Let's consider a charge \(q\) is distributed uniformly in a line and forms a line of charge and find the electric field at a perpendicular distance from the line of charge. We apply symmetry considerations and use Gauss's law to find the electric field. When you make a Gaussian surface to solve problems using Gauss's law you can make any kind of Gaussian surface either regular or irregular but a trick is that we make the Gaussian surface symmetrical with the charge distribution so that we can easily evaluate the Gauss's law equation (see Figure 1). Here the line of charge has cylindrical symmetry, so we apply the same cylindrical symmetry in our Gaussian surface.

Figure 1 The line of charge has cylindrical symmetry, so we use a cylinder as the Gaussian surface.
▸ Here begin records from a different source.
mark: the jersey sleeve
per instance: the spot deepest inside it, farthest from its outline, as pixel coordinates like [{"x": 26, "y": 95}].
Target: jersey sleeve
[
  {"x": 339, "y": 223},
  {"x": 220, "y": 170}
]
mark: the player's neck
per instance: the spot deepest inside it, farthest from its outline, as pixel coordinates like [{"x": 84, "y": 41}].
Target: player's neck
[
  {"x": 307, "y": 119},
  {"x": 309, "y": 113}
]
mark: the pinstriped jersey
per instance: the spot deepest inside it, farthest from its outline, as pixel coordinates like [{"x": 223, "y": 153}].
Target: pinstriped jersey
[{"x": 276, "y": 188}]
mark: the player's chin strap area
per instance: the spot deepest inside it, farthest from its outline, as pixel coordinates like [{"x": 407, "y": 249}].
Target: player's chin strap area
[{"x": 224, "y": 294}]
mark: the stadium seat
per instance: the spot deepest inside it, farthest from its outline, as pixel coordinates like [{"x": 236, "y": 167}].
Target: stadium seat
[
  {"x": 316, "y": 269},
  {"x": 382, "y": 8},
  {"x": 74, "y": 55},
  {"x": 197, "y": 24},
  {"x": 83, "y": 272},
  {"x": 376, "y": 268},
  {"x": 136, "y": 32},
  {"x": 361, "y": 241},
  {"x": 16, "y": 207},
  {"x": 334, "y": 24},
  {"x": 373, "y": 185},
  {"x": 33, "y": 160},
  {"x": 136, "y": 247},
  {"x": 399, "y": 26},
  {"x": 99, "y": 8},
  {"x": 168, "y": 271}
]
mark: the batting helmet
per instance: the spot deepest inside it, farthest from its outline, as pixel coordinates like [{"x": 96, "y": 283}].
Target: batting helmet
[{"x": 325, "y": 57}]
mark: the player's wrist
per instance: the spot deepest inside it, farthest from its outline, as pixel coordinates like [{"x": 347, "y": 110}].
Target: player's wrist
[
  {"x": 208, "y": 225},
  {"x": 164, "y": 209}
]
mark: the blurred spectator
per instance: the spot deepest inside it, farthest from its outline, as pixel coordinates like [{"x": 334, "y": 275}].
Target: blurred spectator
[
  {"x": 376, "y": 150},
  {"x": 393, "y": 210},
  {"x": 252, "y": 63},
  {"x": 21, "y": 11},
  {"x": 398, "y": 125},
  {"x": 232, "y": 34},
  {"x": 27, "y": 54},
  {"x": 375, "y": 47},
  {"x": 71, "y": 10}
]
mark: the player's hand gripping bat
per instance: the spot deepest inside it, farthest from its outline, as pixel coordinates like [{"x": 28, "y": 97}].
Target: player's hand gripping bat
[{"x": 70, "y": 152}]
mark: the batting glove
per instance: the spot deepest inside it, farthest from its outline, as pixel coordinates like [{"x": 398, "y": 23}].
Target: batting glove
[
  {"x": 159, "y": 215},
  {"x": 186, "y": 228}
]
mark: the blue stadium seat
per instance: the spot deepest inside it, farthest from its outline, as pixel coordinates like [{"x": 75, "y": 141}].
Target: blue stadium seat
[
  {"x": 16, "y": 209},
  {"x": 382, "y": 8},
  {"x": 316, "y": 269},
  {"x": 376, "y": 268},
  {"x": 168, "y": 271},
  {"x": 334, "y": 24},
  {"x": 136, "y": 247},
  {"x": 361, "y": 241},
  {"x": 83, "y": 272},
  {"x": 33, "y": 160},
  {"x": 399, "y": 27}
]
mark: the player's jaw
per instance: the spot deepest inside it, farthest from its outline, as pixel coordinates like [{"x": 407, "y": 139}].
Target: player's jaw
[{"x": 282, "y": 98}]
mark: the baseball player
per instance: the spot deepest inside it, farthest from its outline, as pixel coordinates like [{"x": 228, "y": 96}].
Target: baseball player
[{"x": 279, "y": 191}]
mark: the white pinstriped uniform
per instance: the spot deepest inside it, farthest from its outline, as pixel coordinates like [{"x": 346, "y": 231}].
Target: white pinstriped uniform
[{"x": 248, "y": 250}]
The electric field is perpendicularly outward from the line of charge.

We first determine the electric flux through each ends of the cylinder and then through the curved surface. Finally we get the total electric flux by adding them together. The electric field of the line of charge is radially outward. It is because there is no such thing as the component of electric field parallel to the line of charge or tangent to the curved Gaussian surface or any other component and can not be concluded that the electric field is not radially outward. The charge is distributed uniformly throughout the line or wire, the electric field is uniform.

Since the electric field is radially outward, it is parallel to the ends of the Gaussian cylinder and hence the electric flux through the ends of the cylinder is zero. The electric field due to the line of charge is perpendicular to the curved surface. The total charge enclosed by the Gaussian surface is the liner charge density (charge per unit length) \(\lambda \) multiplied by the length of the Gaussian cylinder \(l\). If the Gaussian cylinder has radius \(r\), the area of the curved surface of the Gaussian surface is \(2\pi rl\). Now the electric field can be determined by using Gauss's law,

\[\begin{align*} E(2\pi rl) &= \frac{{\lambda l}}{{{\epsilon_0}}}\\ {\rm{or, }}\quad E &= \frac{\lambda }{{2\pi {\epsilon_0}r}} = k\frac{{2\lambda }}{r} \tag{10} \end{align*}\]

This expression is the same as the expression of the electric field of an infinite length line of charge without using Gauss's law. This is because we have considered a small portion of the line of charge in our Gaussian cylinder where all the electric field lines are radially outward which satisfies the condition of being the perpendicular distance \(r\) is small enough in comparison to the length of the line of charge (also satisfies the point where we are calculating the Electric field (Gaussian surface) is close enough to the line of charge).